Hi All,
I have implemented a custom sourcefuntion on a datasource with an asynchronous API (the API calls return Scala futures). I need to perform calls to the asynchronous API during initialization of each individual (parallel) source instance, and when in exacly-once mode also during snapshotstate or inside the run loop. The polling loop itself is synchronous.
The issue occurs in integration tests where the Flink jobs run locally (in a minicluster). The issue does not occur on my local machines, but does so consistently on Travis. I therefore suspect the issue is related to the number of cores/workers that are available. Await.result however uses the blockingContext, which is backed by the forkjoinpool. I do not expect a few asynchronous calls to run into any limitations there. Compiling and running the same code with Flink 1.4.2 works fine.
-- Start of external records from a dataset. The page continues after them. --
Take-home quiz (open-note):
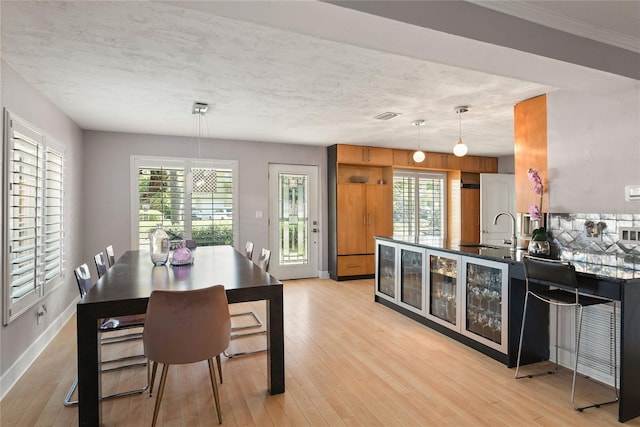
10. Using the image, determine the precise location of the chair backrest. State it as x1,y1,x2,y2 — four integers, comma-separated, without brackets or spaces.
244,242,253,259
73,263,93,298
105,245,116,268
143,285,231,364
522,255,578,289
256,248,271,271
93,252,108,278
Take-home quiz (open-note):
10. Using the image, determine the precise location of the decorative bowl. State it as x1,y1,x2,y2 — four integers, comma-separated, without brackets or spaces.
349,175,369,184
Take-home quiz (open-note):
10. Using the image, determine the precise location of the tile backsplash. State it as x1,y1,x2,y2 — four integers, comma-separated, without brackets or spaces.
547,213,640,269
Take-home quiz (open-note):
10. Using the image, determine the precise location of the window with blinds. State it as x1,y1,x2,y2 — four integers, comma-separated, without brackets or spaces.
133,157,237,248
393,171,446,244
3,112,64,324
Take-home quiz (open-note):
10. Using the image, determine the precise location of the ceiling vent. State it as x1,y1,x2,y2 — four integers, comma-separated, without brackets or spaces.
374,111,400,120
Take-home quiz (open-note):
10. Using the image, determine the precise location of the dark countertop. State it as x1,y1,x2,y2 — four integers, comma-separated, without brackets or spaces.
376,237,640,282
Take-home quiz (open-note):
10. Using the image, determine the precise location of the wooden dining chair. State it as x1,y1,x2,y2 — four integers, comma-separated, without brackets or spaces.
143,285,231,426
223,248,271,359
64,264,149,406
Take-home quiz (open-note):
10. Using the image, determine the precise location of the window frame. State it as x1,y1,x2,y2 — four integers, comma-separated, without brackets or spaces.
392,169,447,244
130,155,240,249
2,108,66,325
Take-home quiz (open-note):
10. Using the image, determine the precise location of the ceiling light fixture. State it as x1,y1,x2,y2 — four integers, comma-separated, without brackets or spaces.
453,105,469,157
411,120,425,163
191,102,209,158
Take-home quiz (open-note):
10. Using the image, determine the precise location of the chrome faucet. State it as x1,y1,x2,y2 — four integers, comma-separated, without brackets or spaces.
493,211,518,252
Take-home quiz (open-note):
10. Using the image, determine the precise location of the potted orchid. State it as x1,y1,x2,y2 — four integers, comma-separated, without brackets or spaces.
527,169,550,255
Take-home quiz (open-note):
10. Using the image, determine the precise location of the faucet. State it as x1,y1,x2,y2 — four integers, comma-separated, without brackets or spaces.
493,211,518,252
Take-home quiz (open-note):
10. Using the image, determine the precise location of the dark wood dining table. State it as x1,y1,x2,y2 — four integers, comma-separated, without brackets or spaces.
77,246,284,426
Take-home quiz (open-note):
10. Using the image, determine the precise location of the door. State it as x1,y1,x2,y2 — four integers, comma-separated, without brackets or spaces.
269,164,320,280
480,173,517,246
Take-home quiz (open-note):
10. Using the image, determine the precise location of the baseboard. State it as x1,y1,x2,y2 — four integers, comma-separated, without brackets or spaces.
0,297,80,400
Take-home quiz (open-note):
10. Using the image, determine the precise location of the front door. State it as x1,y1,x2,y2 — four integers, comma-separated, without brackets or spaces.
269,164,320,280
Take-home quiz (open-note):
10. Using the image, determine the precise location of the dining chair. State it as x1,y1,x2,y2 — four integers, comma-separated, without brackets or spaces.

The issue occurs both when performing Await.Result() inside the run loop or inside initializeState().
Am I breaking the process model when using Await.result on asynchronous api calls within initializeState or snapshotState in a sourcefunction (or Sink for that matter)? With Await.result I do make sure the calls are created and awaited within a single checkpoint.
Any other suggestions where to look for the problem, or explanation why this issue could occur when upgrading from 1.4.2 to 1.5.0?
Thank you for your help!
Cheers,
Niels